SALT LAKE, OFFICER TO SETTLE IN PEYOTE SUIT
Author: Geoffrey Fattah
Deseret Morning News (Salt Lake City, UT)
Thu, 01 Jun 2006
A former Salt Lake City police lieutenant, who happens to be Native American, says she was fired after her superiors found out she and her husband used the hallucinogenic plant peyote in religious ceremonies. Now, attorneys for Salt Lake City have agreed to enter into settlement negotiations and seek to have the suit dismissed outside of court.
During a hearing in U.S. District court Wednesday, attorney Erik Strindberg said after months of discussion, Salt Lake City has agreed to enter into supervised mediation with his client, Terry Begay. Begay claims she is seeking compensation for religious and racial discrimination by Salt Lake City. According to her suit, she was hired as a police officer by the Salt Lake Police Department in 1986. Begay and her husband are both practicing members of the Native American Church. Begay says she is a member of the Cherokee Chippewa Tribe of Oklahoma and her husband is a member of the Shoshone Tribe of Nevada. As part of their religious beliefs, Begay acknowledges that she uses peyote in some of the sacraments at the Native American Church. According to the suit, Begay also noted that she and her husband had peyote in their possession and maintained the peyote according to their religion's standard practices. In August 2002 the Salt Lake City police received an anonymous letter alleging that Begay was using and providing peyote to others in Native American ceremonies. In January 2003, the department opened a formal investigation into the allegations and Begay admitted to using peyote as part of her religious belief.

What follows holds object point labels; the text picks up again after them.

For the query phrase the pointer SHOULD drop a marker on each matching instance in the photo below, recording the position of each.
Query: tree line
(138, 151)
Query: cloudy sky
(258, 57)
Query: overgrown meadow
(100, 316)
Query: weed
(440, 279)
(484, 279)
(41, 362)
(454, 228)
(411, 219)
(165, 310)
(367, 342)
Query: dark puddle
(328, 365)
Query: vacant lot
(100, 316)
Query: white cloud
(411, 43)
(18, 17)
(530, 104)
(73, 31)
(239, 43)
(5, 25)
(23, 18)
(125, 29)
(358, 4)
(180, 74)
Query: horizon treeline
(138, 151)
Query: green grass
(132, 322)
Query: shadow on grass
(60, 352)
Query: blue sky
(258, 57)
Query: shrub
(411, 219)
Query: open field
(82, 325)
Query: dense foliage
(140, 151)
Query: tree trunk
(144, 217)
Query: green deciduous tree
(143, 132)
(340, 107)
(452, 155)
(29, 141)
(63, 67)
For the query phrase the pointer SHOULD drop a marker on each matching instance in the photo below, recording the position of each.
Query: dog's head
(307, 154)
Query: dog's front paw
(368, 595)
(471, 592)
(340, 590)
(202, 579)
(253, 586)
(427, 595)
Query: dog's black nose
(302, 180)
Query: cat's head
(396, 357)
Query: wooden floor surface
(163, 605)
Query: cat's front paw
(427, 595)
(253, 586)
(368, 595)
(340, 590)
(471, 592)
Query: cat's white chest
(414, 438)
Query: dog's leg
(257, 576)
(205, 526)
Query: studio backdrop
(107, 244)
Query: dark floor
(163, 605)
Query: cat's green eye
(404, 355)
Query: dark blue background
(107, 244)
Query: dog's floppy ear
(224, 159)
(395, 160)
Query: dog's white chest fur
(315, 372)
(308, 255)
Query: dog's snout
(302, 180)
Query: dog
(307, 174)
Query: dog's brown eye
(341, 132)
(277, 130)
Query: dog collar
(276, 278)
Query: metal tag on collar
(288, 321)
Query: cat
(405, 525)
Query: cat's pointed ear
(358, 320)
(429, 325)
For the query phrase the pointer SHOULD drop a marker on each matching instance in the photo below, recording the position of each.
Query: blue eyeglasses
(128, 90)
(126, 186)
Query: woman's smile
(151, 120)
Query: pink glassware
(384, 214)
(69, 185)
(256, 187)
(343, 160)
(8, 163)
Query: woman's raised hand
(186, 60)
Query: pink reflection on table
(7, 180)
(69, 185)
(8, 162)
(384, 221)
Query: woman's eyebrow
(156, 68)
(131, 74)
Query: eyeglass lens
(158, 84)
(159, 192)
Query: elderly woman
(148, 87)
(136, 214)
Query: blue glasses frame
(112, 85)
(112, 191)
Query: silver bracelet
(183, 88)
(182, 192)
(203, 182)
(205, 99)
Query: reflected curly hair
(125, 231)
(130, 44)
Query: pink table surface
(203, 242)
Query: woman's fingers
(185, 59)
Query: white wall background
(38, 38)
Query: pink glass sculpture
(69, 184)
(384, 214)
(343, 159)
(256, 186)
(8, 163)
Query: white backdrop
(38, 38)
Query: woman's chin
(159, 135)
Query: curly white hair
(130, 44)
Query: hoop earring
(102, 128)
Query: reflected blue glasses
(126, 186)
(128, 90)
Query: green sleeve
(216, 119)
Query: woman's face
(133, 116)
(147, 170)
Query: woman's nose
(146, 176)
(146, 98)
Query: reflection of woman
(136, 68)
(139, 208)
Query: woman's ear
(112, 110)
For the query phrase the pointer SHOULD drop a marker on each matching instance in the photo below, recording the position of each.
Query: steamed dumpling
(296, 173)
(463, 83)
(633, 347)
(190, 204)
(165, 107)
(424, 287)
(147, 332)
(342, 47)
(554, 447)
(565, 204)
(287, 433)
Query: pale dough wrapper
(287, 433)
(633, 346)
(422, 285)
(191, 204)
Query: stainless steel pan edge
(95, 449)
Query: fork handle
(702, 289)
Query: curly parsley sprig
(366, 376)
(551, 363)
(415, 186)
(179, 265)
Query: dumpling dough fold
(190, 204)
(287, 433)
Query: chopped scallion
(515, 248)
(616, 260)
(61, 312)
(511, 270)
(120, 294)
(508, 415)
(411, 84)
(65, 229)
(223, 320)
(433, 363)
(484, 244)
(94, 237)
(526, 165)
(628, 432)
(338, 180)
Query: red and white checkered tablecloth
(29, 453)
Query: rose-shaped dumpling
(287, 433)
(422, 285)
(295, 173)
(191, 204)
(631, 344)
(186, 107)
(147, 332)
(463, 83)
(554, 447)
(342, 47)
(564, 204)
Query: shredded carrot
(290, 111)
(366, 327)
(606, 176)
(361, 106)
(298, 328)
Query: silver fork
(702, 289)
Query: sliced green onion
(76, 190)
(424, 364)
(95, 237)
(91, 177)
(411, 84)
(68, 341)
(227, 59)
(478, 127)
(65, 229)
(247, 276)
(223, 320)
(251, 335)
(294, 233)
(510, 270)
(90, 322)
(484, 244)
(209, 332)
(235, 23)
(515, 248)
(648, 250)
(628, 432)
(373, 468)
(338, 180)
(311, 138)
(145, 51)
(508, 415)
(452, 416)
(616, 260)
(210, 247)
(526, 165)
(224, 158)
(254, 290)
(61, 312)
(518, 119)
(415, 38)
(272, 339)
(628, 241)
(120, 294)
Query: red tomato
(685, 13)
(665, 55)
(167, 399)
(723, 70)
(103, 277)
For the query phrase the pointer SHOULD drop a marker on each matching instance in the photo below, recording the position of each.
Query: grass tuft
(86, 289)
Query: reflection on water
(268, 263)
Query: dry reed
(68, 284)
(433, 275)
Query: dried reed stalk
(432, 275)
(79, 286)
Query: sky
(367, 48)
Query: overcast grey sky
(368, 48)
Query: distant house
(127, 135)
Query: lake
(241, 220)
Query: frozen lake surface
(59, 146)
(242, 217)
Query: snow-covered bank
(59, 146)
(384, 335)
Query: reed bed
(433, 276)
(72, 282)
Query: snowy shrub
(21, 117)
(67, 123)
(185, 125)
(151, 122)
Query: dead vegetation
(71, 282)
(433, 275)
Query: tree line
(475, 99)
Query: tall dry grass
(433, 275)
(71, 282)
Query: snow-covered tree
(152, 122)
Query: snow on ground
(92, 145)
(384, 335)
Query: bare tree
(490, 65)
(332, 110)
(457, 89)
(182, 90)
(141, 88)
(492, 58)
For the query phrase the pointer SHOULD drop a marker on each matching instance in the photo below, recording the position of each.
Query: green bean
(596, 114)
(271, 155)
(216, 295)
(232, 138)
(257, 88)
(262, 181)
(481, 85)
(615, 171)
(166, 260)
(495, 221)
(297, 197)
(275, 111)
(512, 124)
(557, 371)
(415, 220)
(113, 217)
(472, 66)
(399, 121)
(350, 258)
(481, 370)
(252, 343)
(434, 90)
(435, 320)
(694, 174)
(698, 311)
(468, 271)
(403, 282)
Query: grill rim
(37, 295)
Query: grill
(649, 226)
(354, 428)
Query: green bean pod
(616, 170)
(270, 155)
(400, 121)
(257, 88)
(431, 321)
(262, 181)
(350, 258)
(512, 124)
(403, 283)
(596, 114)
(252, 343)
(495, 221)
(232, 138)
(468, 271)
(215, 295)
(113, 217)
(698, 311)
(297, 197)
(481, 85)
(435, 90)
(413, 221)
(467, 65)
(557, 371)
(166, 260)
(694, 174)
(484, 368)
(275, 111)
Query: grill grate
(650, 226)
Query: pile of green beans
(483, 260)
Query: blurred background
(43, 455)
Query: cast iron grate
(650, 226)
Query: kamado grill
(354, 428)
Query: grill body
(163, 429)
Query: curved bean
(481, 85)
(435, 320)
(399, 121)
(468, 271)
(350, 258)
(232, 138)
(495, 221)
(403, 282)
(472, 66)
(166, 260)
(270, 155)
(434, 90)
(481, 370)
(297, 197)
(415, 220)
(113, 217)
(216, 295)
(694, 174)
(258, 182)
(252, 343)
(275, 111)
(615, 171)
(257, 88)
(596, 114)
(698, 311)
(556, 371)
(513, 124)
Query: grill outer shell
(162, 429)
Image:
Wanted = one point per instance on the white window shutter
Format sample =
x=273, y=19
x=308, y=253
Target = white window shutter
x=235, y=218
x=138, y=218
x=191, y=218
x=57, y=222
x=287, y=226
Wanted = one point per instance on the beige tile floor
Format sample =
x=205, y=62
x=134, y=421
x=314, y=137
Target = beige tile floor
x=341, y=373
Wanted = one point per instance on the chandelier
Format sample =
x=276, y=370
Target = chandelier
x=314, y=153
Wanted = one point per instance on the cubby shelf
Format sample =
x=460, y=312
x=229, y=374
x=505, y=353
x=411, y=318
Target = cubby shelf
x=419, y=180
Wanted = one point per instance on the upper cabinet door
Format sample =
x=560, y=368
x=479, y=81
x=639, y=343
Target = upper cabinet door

In March, she was fired from the department. According to the department, Begay was fired for violating department policy to obey the law. The department maintains that Begay violated the policy by using and distributing peyote.
However, although peyote is a Schedule One controlled substance, federal law allows members of a federally recognized tribe to use and possess it. Begay fought to get her job back. She appealed her termination to the Salt Lake Civil Service Commission, which set aside Begay's termination and ordered Salt Lake City Police Department to reinstate Begay with back pay. Salt Lake City appealed, but again the Salt Lake Civil Service Commission upheld their decision.
The city appealed to the Utah Court of Appeals. In February, the court of appeals noted that Begay was entitled to use and possess peyote and upheld the commission's decision. Recently, the U.S. Supreme Court has held the use of certain hallucinogenic drugs, such as peyote, is constitutional for religious practice, although peyote itself can only be used by Native American tribal members. Strindberg said Salt Lake police never reinstated Begay. Instead, she was placed on paid leave but not given back pay. Strindberg said the city went after Begay's accreditation as a law enforcement officer and filed action against her with Peace Officer Standards and Training. After a hearing, POST suspended Begay's license for five years.
That decision is now pending before the Utah Court of Appeals. Strindberg said both POST and Salt Lake City have both agreed to enter into mediation to reach a settlement with Begay resolving all issues related to the dispute.
An attorney for Salt Lake City confirmed in court Wednesday that she expected all parties to enter into settlement negotiations by late July or August. Strindberg said it is his client's ultimate hope to once again be a law enforcement officer.